Global Explorers Unite for Climate Justice

In 2019, a group of AUP undergraduates joined a network of young, international activists to take on one of the biggest challenges facing the world today – climate change. 

First, in the Spring semester, the Joy and Edward Frieman Environmental Science Center organized a three-day conference – Translating Science into Climate Action – which saw students confronting pressing environmental challenges in a series of faculty-led workshops. On the last day, alumna Gina Torry ’98, who works as senior advisor to the Nobel Peace Prize Global Programmes, invited any motivated students to keep up the momentum by forming a working sustainability group on campus. 

Clark Marchese was among them. Clark is a double major in international and comparative politics and environmental studies, with a minor in economics. “The environment has always been something of great interest to me,” he explains. “There’s a lot of anxiety around the climate crisis, but it can be reassuring to see that there are people working toward change.” Clark was one of four students who worked with Professor Elena Berg of the Frieman Center to develop proposals for how to make the University more sustainable.  

Their efforts led to Torry inviting them to take part in the 2019 Oslo Pax. Described as “a call to action on peace and climate change,” the two-day event aimed to develop, through subject-specific workshops, a outcomes document to be presented at the United Nations summit on climate change in September. The students participated in weekly calls with other young climate activists in the run up to the Oslo Pax. “There’s a huge emphasis on youth activism,” explains Clark.  

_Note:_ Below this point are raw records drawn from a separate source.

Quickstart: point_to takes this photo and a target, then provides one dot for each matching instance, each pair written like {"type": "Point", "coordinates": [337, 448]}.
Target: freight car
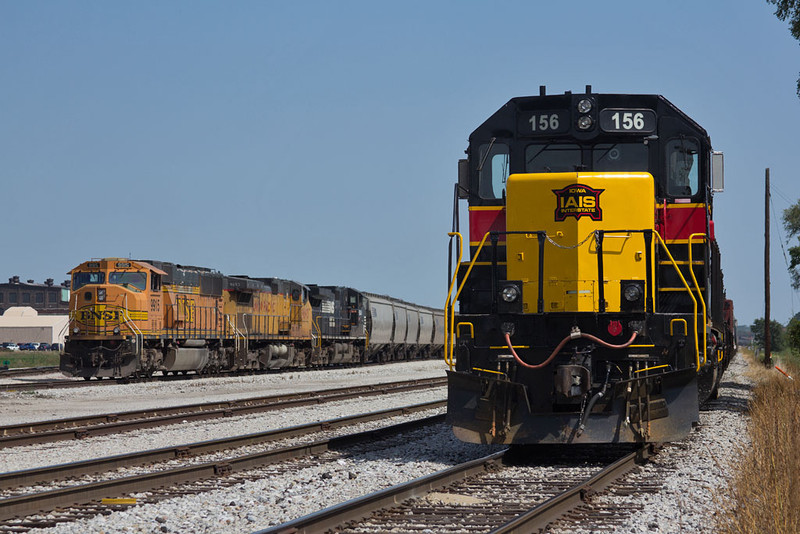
{"type": "Point", "coordinates": [133, 318]}
{"type": "Point", "coordinates": [591, 309]}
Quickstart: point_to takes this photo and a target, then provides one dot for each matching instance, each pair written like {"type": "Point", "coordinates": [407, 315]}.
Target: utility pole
{"type": "Point", "coordinates": [767, 336]}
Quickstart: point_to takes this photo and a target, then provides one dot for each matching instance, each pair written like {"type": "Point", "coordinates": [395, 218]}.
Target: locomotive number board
{"type": "Point", "coordinates": [543, 122]}
{"type": "Point", "coordinates": [627, 120]}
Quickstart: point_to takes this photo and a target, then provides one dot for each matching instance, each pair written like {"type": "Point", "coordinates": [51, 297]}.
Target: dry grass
{"type": "Point", "coordinates": [764, 491]}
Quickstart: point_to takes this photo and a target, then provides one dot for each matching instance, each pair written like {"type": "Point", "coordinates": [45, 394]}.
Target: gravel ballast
{"type": "Point", "coordinates": [692, 470]}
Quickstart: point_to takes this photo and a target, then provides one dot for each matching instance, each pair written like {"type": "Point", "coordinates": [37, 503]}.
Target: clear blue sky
{"type": "Point", "coordinates": [318, 141]}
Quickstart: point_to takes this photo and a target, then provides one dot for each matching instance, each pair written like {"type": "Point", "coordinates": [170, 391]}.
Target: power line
{"type": "Point", "coordinates": [780, 241]}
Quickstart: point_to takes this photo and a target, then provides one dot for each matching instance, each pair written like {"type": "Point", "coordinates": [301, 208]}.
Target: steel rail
{"type": "Point", "coordinates": [26, 505]}
{"type": "Point", "coordinates": [362, 507]}
{"type": "Point", "coordinates": [23, 371]}
{"type": "Point", "coordinates": [97, 425]}
{"type": "Point", "coordinates": [550, 510]}
{"type": "Point", "coordinates": [538, 517]}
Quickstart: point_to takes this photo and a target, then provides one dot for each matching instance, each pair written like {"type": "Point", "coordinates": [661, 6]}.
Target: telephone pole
{"type": "Point", "coordinates": [767, 336]}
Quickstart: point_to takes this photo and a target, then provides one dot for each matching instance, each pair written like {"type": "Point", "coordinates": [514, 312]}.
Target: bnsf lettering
{"type": "Point", "coordinates": [105, 315]}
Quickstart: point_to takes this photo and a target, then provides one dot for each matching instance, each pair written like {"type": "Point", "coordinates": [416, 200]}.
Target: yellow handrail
{"type": "Point", "coordinates": [689, 290]}
{"type": "Point", "coordinates": [450, 332]}
{"type": "Point", "coordinates": [699, 294]}
{"type": "Point", "coordinates": [448, 358]}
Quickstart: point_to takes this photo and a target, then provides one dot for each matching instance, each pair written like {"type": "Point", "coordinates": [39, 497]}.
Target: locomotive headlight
{"type": "Point", "coordinates": [585, 122]}
{"type": "Point", "coordinates": [510, 293]}
{"type": "Point", "coordinates": [632, 292]}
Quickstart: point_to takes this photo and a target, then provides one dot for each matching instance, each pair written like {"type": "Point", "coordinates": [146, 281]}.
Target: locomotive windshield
{"type": "Point", "coordinates": [493, 169]}
{"type": "Point", "coordinates": [571, 157]}
{"type": "Point", "coordinates": [682, 167]}
{"type": "Point", "coordinates": [82, 279]}
{"type": "Point", "coordinates": [137, 280]}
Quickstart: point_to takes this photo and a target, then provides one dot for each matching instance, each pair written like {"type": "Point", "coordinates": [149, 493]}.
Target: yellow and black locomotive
{"type": "Point", "coordinates": [591, 309]}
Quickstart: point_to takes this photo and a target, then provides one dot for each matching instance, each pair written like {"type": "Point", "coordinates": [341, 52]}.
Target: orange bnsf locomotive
{"type": "Point", "coordinates": [591, 309]}
{"type": "Point", "coordinates": [133, 318]}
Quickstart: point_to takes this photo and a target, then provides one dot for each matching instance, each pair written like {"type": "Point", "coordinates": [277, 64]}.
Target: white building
{"type": "Point", "coordinates": [23, 324]}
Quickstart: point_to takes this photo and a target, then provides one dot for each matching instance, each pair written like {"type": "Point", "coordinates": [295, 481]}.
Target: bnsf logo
{"type": "Point", "coordinates": [578, 200]}
{"type": "Point", "coordinates": [105, 315]}
{"type": "Point", "coordinates": [99, 315]}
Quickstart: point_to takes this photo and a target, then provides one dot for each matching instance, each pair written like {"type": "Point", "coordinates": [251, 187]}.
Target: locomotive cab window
{"type": "Point", "coordinates": [620, 157]}
{"type": "Point", "coordinates": [682, 164]}
{"type": "Point", "coordinates": [493, 169]}
{"type": "Point", "coordinates": [81, 279]}
{"type": "Point", "coordinates": [552, 158]}
{"type": "Point", "coordinates": [137, 280]}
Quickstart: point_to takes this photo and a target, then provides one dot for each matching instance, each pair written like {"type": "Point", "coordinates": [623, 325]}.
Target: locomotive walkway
{"type": "Point", "coordinates": [81, 500]}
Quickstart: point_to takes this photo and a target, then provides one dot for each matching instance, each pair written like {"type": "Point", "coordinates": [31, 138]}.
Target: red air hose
{"type": "Point", "coordinates": [561, 346]}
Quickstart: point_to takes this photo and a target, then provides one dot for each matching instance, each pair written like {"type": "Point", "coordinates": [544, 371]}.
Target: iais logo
{"type": "Point", "coordinates": [577, 200]}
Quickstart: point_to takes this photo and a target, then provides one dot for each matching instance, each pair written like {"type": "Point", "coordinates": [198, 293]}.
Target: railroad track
{"type": "Point", "coordinates": [491, 494]}
{"type": "Point", "coordinates": [98, 425]}
{"type": "Point", "coordinates": [64, 383]}
{"type": "Point", "coordinates": [18, 512]}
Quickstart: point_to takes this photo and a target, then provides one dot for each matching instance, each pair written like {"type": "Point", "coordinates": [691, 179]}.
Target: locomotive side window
{"type": "Point", "coordinates": [493, 169]}
{"type": "Point", "coordinates": [127, 279]}
{"type": "Point", "coordinates": [616, 157]}
{"type": "Point", "coordinates": [81, 279]}
{"type": "Point", "coordinates": [552, 158]}
{"type": "Point", "coordinates": [682, 164]}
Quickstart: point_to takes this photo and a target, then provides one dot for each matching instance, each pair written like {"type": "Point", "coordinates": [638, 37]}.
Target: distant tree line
{"type": "Point", "coordinates": [781, 337]}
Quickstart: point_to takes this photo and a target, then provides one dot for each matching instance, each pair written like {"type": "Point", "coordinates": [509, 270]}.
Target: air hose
{"type": "Point", "coordinates": [575, 334]}
{"type": "Point", "coordinates": [597, 396]}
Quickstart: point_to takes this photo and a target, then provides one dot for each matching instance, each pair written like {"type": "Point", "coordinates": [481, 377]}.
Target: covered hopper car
{"type": "Point", "coordinates": [134, 318]}
{"type": "Point", "coordinates": [592, 308]}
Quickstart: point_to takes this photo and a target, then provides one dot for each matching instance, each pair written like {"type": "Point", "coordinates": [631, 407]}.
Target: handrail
{"type": "Point", "coordinates": [450, 314]}
{"type": "Point", "coordinates": [451, 330]}
{"type": "Point", "coordinates": [689, 290]}
{"type": "Point", "coordinates": [236, 333]}
{"type": "Point", "coordinates": [699, 294]}
{"type": "Point", "coordinates": [448, 358]}
{"type": "Point", "coordinates": [132, 326]}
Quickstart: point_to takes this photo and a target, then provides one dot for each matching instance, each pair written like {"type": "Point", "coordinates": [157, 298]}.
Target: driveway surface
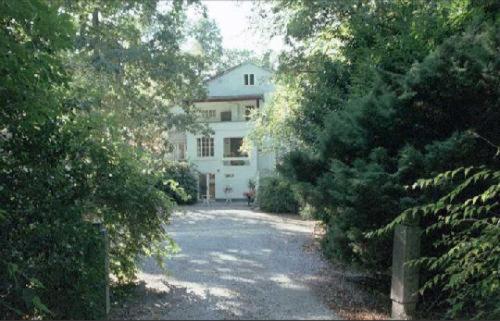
{"type": "Point", "coordinates": [234, 263]}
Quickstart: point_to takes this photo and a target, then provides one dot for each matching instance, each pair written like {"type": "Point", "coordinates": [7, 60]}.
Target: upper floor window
{"type": "Point", "coordinates": [232, 147]}
{"type": "Point", "coordinates": [225, 116]}
{"type": "Point", "coordinates": [180, 151]}
{"type": "Point", "coordinates": [248, 112]}
{"type": "Point", "coordinates": [208, 114]}
{"type": "Point", "coordinates": [249, 79]}
{"type": "Point", "coordinates": [205, 147]}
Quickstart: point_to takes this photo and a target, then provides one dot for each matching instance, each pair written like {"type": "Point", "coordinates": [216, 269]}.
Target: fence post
{"type": "Point", "coordinates": [104, 236]}
{"type": "Point", "coordinates": [404, 284]}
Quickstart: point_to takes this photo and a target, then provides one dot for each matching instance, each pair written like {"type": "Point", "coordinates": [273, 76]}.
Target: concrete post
{"type": "Point", "coordinates": [104, 234]}
{"type": "Point", "coordinates": [105, 251]}
{"type": "Point", "coordinates": [404, 285]}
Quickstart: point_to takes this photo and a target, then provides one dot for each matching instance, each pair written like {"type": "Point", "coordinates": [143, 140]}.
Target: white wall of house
{"type": "Point", "coordinates": [231, 83]}
{"type": "Point", "coordinates": [233, 93]}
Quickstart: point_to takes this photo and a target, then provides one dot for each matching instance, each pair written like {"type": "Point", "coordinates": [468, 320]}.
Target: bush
{"type": "Point", "coordinates": [463, 224]}
{"type": "Point", "coordinates": [275, 195]}
{"type": "Point", "coordinates": [180, 183]}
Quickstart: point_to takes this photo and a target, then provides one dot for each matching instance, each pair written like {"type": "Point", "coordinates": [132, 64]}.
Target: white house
{"type": "Point", "coordinates": [232, 96]}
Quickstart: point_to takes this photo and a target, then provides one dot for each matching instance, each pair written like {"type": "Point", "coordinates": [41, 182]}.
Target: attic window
{"type": "Point", "coordinates": [249, 79]}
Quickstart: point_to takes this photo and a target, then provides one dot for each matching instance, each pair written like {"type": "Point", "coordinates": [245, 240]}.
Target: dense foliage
{"type": "Point", "coordinates": [373, 95]}
{"type": "Point", "coordinates": [464, 223]}
{"type": "Point", "coordinates": [180, 183]}
{"type": "Point", "coordinates": [85, 91]}
{"type": "Point", "coordinates": [275, 195]}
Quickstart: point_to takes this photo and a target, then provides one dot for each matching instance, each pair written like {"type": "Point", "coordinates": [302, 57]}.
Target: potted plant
{"type": "Point", "coordinates": [250, 195]}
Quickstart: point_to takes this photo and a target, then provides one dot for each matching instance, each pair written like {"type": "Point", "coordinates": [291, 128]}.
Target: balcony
{"type": "Point", "coordinates": [235, 161]}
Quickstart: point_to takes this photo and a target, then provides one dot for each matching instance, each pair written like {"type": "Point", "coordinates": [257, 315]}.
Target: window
{"type": "Point", "coordinates": [232, 147]}
{"type": "Point", "coordinates": [208, 114]}
{"type": "Point", "coordinates": [248, 112]}
{"type": "Point", "coordinates": [205, 147]}
{"type": "Point", "coordinates": [249, 79]}
{"type": "Point", "coordinates": [237, 162]}
{"type": "Point", "coordinates": [180, 151]}
{"type": "Point", "coordinates": [225, 116]}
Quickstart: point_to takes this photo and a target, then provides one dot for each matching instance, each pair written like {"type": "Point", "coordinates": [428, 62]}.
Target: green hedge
{"type": "Point", "coordinates": [180, 183]}
{"type": "Point", "coordinates": [275, 195]}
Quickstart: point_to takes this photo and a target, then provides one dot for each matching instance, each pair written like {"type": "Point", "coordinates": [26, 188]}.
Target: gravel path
{"type": "Point", "coordinates": [234, 263]}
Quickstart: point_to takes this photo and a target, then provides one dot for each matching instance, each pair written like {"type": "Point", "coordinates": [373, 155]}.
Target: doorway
{"type": "Point", "coordinates": [206, 186]}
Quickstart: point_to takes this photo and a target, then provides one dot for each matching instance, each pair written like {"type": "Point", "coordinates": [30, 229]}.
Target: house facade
{"type": "Point", "coordinates": [224, 168]}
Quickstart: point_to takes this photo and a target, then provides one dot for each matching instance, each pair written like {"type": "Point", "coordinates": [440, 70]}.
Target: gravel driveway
{"type": "Point", "coordinates": [235, 263]}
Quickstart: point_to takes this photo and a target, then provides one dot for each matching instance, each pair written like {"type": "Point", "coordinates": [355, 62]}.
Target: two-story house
{"type": "Point", "coordinates": [222, 165]}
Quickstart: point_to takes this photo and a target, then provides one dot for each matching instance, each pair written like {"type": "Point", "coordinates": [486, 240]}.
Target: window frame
{"type": "Point", "coordinates": [226, 112]}
{"type": "Point", "coordinates": [249, 79]}
{"type": "Point", "coordinates": [228, 154]}
{"type": "Point", "coordinates": [205, 147]}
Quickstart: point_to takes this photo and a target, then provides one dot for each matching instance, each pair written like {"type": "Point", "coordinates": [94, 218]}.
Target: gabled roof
{"type": "Point", "coordinates": [222, 73]}
{"type": "Point", "coordinates": [229, 98]}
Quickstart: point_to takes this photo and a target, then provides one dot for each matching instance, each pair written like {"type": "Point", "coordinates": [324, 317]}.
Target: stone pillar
{"type": "Point", "coordinates": [404, 285]}
{"type": "Point", "coordinates": [105, 252]}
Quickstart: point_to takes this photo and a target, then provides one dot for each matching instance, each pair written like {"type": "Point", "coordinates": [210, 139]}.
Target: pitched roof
{"type": "Point", "coordinates": [229, 98]}
{"type": "Point", "coordinates": [222, 73]}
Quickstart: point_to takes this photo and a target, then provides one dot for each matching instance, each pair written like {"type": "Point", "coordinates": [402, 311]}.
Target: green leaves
{"type": "Point", "coordinates": [467, 219]}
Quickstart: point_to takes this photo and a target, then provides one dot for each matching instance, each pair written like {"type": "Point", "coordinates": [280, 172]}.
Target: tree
{"type": "Point", "coordinates": [78, 81]}
{"type": "Point", "coordinates": [379, 95]}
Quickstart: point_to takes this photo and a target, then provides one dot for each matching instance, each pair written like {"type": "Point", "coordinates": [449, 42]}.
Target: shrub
{"type": "Point", "coordinates": [180, 183]}
{"type": "Point", "coordinates": [275, 195]}
{"type": "Point", "coordinates": [463, 224]}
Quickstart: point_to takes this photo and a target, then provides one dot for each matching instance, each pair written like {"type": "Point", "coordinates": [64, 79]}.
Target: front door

Each of the four students organized one of nine workshops at the conference; Clark’s workshop focused on climate education and was attended by the Canadian Education Minister. “My main takeaway was ‘think global, act local,’” says Clark. The students were quick to make use of what they’d learned at the conference, organizing a climate networking event to discuss sustainability issues on campus.

Later, they also had the chance to attend the COP25 climate conference in Madrid to see the results of their work being put into action. “It brought home for me the importance of individual action,” explains Clark. “When the future looks so dire, it shifts our focus to what we can do now.” Clark intends to continue fighting for sustainability issues during his time at AUP – and through further study upon graduation. The work of Clark and his fellow students is laying the groundwork for long-term changes in campus sustainability – ready for the next generation of AUP students to carry this progress forward.